I. Membrane dynamics & trafficking
Membrane trafficking shuttles cargoes among intracellular compartments (a.k.a. organelles) using vesicles. This is fundamental process for the proper function of the cell, as proteins and lipids must be properly localized to perform their function. Our lab focuses on understanding how the intracellular trafficking is regulated under various physiological and pathological conditions. We recently found that polarized secretion is coordinately regulated by Rho GTPase, which is requried for rapid growth of cancer cell. Considering a growing list of diseases that are caused or exacerbated by alterations in membrane trafficking, we believe our trials to understand membrane dynamics and trafficking achieve to answer key questions about where and how diseases initiate.
II. Glycosylation in bio-medicine and bio-industry
Glycosylation is a major post-translational modification which involves protein stability and functionality in eukaryotic cells. In early studies, we found changes of glycosylation in various solid tumors including colorectal cancer and gastric cancer. Our lab keeps brodening our interest to understand how glycosylation contributes to other types of cancers such as bile duct cancer (cholandiocarcinoma) and ovarian cancer. This includes the studies using liquid biopsies for diagnosis and treatment by purifying extracellular vesicles with cancer specific glycosylation.
Glycosylation is important not only in biomedicine, but also in the bio-industry, as proper glycosylation is responsible for in vivo stability of the recombinant therapeutic proteins (e.g., antibody, and biologics). To obtain the desired glycosylation, we pursue to establish a genetically modified CHO cell line which can be used for biologic drug production. In particularly, our knowledge and experience allows us to improve the yield and quality by modifying the secretory and glycosylation pathway.

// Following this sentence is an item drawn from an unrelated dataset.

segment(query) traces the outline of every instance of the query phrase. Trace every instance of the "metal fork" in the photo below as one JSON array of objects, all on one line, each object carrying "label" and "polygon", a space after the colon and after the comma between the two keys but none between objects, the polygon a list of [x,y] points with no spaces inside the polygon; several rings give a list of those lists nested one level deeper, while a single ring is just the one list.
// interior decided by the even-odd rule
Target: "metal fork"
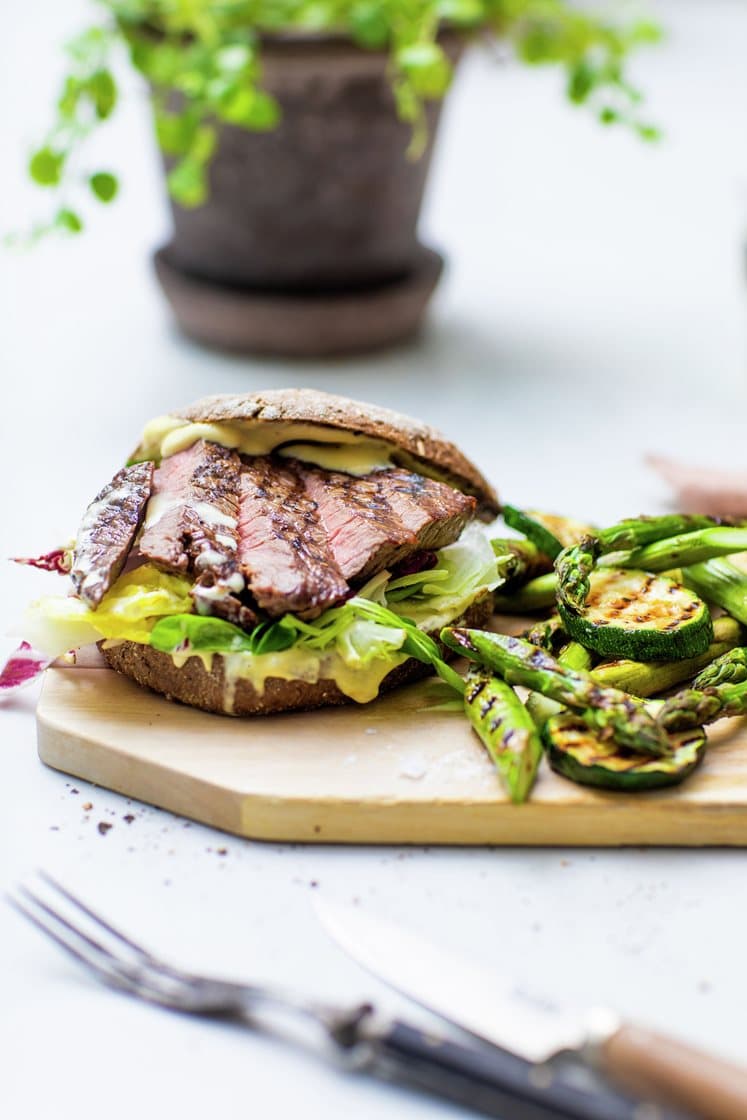
[{"label": "metal fork", "polygon": [[[20,884],[8,902],[110,988],[172,1010],[251,1023],[269,1030],[276,1027],[277,1012],[290,1015],[320,1026],[344,1051],[352,1048],[356,1026],[372,1011],[367,1004],[343,1010],[295,992],[178,969],[128,937],[46,871],[37,871],[37,876],[47,888],[46,897],[38,888]],[[74,920],[64,904],[72,908]]]},{"label": "metal fork", "polygon": [[295,992],[197,976],[156,956],[45,871],[19,885],[10,904],[111,988],[190,1015],[220,1017],[307,1040],[311,1024],[347,1068],[364,1070],[489,1117],[512,1120],[635,1120],[637,1103],[611,1090],[579,1088],[498,1047],[465,1045],[374,1012]]}]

III. Organelle stress response
Eukaryotic cell regulates many cellular events in responds to environmental stresses. Over past decades, how the ER maintains protein and organelle homeostasis has been extensively studied. However, very little is known about how the quality and quantity of proteins are maintained until delivered to their final destination. Our ultimate goal is to understand how the Golgi complex controls the protein quality and quantity in the secretory pathway. Our recent approaches uncovered that the KDEL receptor, previously known as a cargo receptor, acts as a stress sensor by examining how much proteins enter the Golgi complex. Multiple approaches (e.g., x-ray structural analysis, EM tomography, glycomics and spatiotemporal interactome analysis) provide a better understanding of how the Golgi complex responds to the stress and acts for protein homeostasis.